"Eu respirava naquelas salas, como um incenso, esse cheiro de velha biblioteca que vale todos os perfumes do mundo." Antoine de Saint-Exupéry

segunda-feira, 23 de fevereiro de 2009

NINHO VAZIO

O filme argentino Ninho vazio, de Daniel Burman, é metalingüístico. Também é uma aula de criação literária, mais precisamente de narrativa.
Passa-se quase todo entre duas seqüências menores, que o enquadram. É, assim, uma narrativa dentro de outra narrativa, uma ficção fechada no espaço de outra ficção: aquilo que em Teoria da Literatura chamamos de relato enquadrado.

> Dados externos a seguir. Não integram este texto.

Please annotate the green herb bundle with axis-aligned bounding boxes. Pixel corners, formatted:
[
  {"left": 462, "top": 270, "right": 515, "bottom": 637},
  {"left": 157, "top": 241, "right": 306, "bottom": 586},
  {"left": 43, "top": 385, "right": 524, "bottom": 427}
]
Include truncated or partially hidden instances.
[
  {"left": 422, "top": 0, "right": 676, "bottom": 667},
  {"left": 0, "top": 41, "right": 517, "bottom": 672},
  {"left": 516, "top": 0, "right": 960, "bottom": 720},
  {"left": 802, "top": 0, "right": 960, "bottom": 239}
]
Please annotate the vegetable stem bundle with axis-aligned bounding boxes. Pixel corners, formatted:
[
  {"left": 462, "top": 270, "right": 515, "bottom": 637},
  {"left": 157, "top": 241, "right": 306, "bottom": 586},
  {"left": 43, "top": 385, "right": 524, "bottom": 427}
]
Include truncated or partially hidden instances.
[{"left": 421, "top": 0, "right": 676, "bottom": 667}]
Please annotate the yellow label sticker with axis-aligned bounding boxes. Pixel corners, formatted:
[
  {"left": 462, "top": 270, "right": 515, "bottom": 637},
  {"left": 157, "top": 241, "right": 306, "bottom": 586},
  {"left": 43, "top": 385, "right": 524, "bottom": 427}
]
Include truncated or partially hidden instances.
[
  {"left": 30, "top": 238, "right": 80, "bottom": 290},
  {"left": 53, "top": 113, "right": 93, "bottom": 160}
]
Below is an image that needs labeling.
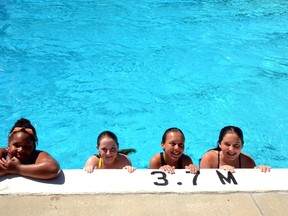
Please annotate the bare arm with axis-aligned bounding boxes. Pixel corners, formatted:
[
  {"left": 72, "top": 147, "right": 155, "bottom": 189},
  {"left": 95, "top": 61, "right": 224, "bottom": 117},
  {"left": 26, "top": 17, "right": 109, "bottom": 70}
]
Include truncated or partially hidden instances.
[{"left": 2, "top": 152, "right": 60, "bottom": 179}]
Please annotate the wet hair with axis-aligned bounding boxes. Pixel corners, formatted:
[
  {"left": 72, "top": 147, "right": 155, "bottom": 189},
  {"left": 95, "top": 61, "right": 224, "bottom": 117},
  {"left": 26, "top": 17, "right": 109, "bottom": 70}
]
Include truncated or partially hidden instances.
[
  {"left": 97, "top": 131, "right": 136, "bottom": 155},
  {"left": 9, "top": 118, "right": 38, "bottom": 149},
  {"left": 214, "top": 125, "right": 244, "bottom": 151},
  {"left": 162, "top": 127, "right": 185, "bottom": 143}
]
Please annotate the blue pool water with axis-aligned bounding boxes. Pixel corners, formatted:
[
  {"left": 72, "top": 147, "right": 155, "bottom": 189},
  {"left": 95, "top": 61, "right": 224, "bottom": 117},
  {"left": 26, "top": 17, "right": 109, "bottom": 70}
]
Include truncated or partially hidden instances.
[{"left": 0, "top": 0, "right": 288, "bottom": 169}]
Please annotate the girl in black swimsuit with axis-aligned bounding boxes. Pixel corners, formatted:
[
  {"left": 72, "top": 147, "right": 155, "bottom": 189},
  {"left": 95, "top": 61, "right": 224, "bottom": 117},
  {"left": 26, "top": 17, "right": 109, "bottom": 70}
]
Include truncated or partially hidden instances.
[{"left": 149, "top": 128, "right": 199, "bottom": 173}]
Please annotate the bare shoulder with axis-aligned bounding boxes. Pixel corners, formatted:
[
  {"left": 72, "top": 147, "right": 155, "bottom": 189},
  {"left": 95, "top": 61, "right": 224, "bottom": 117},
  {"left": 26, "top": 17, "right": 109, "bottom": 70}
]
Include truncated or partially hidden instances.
[
  {"left": 85, "top": 155, "right": 99, "bottom": 167},
  {"left": 118, "top": 153, "right": 131, "bottom": 167},
  {"left": 241, "top": 152, "right": 256, "bottom": 168},
  {"left": 149, "top": 153, "right": 161, "bottom": 169},
  {"left": 35, "top": 151, "right": 58, "bottom": 164},
  {"left": 200, "top": 150, "right": 218, "bottom": 168},
  {"left": 182, "top": 154, "right": 193, "bottom": 166},
  {"left": 0, "top": 148, "right": 7, "bottom": 158}
]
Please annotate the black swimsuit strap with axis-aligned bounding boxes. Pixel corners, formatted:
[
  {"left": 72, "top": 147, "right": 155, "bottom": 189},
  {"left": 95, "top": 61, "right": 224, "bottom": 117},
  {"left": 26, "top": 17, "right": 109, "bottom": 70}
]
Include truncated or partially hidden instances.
[
  {"left": 218, "top": 151, "right": 220, "bottom": 169},
  {"left": 160, "top": 152, "right": 183, "bottom": 169},
  {"left": 218, "top": 151, "right": 241, "bottom": 168},
  {"left": 160, "top": 152, "right": 167, "bottom": 166},
  {"left": 239, "top": 153, "right": 241, "bottom": 168}
]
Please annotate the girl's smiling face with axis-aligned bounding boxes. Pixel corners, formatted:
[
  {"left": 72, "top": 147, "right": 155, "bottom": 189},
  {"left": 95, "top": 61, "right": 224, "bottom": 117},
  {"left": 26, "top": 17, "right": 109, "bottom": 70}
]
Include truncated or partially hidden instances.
[
  {"left": 161, "top": 131, "right": 184, "bottom": 161},
  {"left": 219, "top": 133, "right": 243, "bottom": 161},
  {"left": 97, "top": 136, "right": 118, "bottom": 164},
  {"left": 8, "top": 131, "right": 34, "bottom": 163}
]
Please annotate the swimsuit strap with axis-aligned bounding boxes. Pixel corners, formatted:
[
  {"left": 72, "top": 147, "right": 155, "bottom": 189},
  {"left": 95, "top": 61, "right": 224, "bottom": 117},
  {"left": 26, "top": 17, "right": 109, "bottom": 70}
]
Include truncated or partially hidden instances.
[
  {"left": 218, "top": 151, "right": 241, "bottom": 168},
  {"left": 218, "top": 151, "right": 220, "bottom": 169},
  {"left": 178, "top": 154, "right": 183, "bottom": 169},
  {"left": 160, "top": 152, "right": 183, "bottom": 169},
  {"left": 97, "top": 157, "right": 103, "bottom": 169},
  {"left": 239, "top": 153, "right": 241, "bottom": 168},
  {"left": 160, "top": 152, "right": 167, "bottom": 166}
]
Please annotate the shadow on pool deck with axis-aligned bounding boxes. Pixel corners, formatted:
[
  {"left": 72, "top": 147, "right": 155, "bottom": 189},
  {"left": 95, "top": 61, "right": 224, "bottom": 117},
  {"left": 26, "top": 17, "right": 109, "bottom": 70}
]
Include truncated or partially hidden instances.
[{"left": 0, "top": 192, "right": 288, "bottom": 216}]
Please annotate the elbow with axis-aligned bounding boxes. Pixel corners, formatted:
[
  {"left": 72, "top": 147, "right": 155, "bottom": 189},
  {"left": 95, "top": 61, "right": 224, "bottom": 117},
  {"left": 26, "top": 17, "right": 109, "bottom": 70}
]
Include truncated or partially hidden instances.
[{"left": 46, "top": 164, "right": 61, "bottom": 179}]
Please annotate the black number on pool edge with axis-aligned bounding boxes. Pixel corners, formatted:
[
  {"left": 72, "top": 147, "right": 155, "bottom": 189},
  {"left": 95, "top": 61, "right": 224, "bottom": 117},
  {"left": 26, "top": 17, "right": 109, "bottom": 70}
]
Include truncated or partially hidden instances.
[{"left": 151, "top": 171, "right": 168, "bottom": 186}]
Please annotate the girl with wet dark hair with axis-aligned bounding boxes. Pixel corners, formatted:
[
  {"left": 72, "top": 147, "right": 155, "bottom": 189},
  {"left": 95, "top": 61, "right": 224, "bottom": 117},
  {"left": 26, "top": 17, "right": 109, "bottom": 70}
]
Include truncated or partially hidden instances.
[
  {"left": 0, "top": 118, "right": 60, "bottom": 179},
  {"left": 149, "top": 128, "right": 199, "bottom": 174},
  {"left": 84, "top": 131, "right": 135, "bottom": 173},
  {"left": 200, "top": 126, "right": 271, "bottom": 172}
]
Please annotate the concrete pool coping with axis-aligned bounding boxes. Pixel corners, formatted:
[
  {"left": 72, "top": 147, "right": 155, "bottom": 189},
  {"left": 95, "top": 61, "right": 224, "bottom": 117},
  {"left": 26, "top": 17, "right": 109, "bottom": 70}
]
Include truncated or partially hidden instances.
[{"left": 0, "top": 169, "right": 288, "bottom": 216}]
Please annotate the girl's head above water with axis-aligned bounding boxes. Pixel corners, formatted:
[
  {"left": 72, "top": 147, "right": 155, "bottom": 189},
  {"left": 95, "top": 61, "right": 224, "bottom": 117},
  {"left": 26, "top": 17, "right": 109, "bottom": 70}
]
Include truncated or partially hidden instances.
[
  {"left": 161, "top": 127, "right": 185, "bottom": 143},
  {"left": 217, "top": 126, "right": 244, "bottom": 146},
  {"left": 8, "top": 118, "right": 38, "bottom": 149}
]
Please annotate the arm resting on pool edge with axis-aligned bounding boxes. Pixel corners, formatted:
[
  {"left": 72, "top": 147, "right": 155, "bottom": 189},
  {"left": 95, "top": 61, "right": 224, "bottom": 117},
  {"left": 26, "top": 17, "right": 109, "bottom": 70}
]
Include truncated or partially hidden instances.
[{"left": 0, "top": 152, "right": 60, "bottom": 179}]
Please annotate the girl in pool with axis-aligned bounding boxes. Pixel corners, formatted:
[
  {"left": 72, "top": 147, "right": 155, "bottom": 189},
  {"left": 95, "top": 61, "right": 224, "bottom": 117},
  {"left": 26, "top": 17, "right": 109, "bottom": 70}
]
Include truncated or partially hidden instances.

E a narrativa que constitui verdadeiramente o filme, o Ninho vazio, é a trama que o dramaturgo imagina enquanto espera que sua filha volte da noitada de sábado com o namorado.
Nesse ínterim, ele cria o argumento de uma história que pretende escrever, e é esta história, ainda em estado mental, que se constrói diante de nós – no decorrer do filme –, tendo o próprio escritor como protagonista, e girando sempre em torno de sua biografia, alterada, porém, pela habilidade que ele próprio, como autor, tem de distanciar o que está perto e aproximar o que está longe.
A trama se resume a um desfilar de motivos que lhe foram oferecidos pela própria vida e por aquela noite, passada no restaurante com os amigos de faculdade de sua esposa: o médico psiquiatra que ele conhece na mesa e com o qual mantém uma conversa à parte e que se torna seu conselheiro; a garota que ele entrevê na mesa ao lado e pela qual, ao menos por um instante, se apaixona; a menção por parte da esposa ao namorado da filha, que também seria escritor e ganha relevo na história como um contraste ao pai-autor-chato; o recorrente CD de música francesa, que acaba por ser o elemento que nos revela a natureza ficcional ou onírica daquela seqüência de breves e bem-humorados fatos cotidianos e familiares... E o mote do filme, largado no início por um fortuito comentário de um dos convivas, mais ou menos assim: no fundo sempre há influência biográfica. Claro! Mas não como repetição. Escrever e filmar é fazer reviver, preencher de novo o ninho já vazio, mas sempre de outra forma, jamais alcançada pela vida: “No mesmo rio entramos e não entramos; somos e não somos”.
Por tudo isso foi que, ao fim da sessão, comentei com um amigo que Ninho vazio era um filme atraente, despretensioso, preciso e sofisticado. Como quase tudo o que a Argentina tem produzido ultimamente, tanto em cinema quanto em literatura.

5 comentários:

Futeboleiros disse...

Gallo,

vou arquivar os seus últimos posts para consultas futuras. Verdadeiras aulas de Literatura e Cinema. Vida Longa, amigo...

Tom

Senhorita B. disse...

Mayrant,
Seus textos sempre me orientam e inspiram.
Abraços,
Renata

Hitch disse...

Só um único agravo: eu não assistir ao filme.

Lidi disse...

Mais um na lista de filmes que pretendo assistir. E uma indicação mayraniana fica no topo!

M. disse...

Mayrant, depois de ler o seu texto, parece que o filme ficou ainda mais bonito e interessante. Abraços.